PostgreSQL
Workflow
- Confirm PostgreSQL version, hosting model, and business RPO/RTO.
- Baseline workload shape, config, and cluster health before changes.
- Optimize schema/index/query behavior for critical paths.
- Validate concurrency, locking, vacuum, and bloat controls.
- Implement backup/restore and PITR procedures with evidence.
- Harden security and operational governance.
- Roll out incrementally with measurable before/after metrics.
Preflight (Ask / Check First)
- Current major/minor version and upgrade target.
- Managed service vs self-managed constraints.
- Latency/availability/durability SLO priorities.
- WAL volume, replication topology, and lag behavior.
- Known incidents: lock contention, bloat, restore gaps.
Configuration and Capacity
- Align
max_connections with pooler strategy.
- Balance memory settings against real concurrency.
- Smooth checkpoints to reduce latency cliffs.
- Keep autovacuum globally enabled and table-tuned for churn.
- Verify effective settings from
pg_settings, not assumptions.
Baseline SQL Checks
SELECT name, setting, unit, source
FROM pg_settings
WHERE name IN (
'max_connections','shared_buffers','work_mem','maintenance_work_mem',
'max_wal_size','checkpoint_timeout','checkpoint_completion_target',
'autovacuum','log_checkpoints'
)
ORDER BY name;
Schema, Indexing, and Query Plans
- Keep constraints explicit (PK/FK/UNIQUE/CHECK/NOT NULL).

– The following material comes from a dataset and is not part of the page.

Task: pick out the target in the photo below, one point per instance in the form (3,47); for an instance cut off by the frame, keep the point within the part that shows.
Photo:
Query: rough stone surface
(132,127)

- Use multi-column and partial indexes only for observed query patterns.
- Use
EXPLAIN (ANALYZE, BUFFERS) for truth.
- Track index bloat and unused index overhead.
- Recheck plans after major data distribution shifts.
Transactions and Concurrency
- Keep transactions short and retry-safe.
- Use lowest viable isolation level for correctness.
- Monitor lock waits and idle-in-transaction sessions.
- Guard against long-running transactions blocking vacuum.
Lock Insight Query
SELECT pid, wait_event_type, wait_event, state, query
FROM pg_stat_activity
WHERE wait_event_type IS NOT NULL
ORDER BY state, pid;
Vacuum and Bloat Control
- Monitor dead tuples and autovacuum recency per table.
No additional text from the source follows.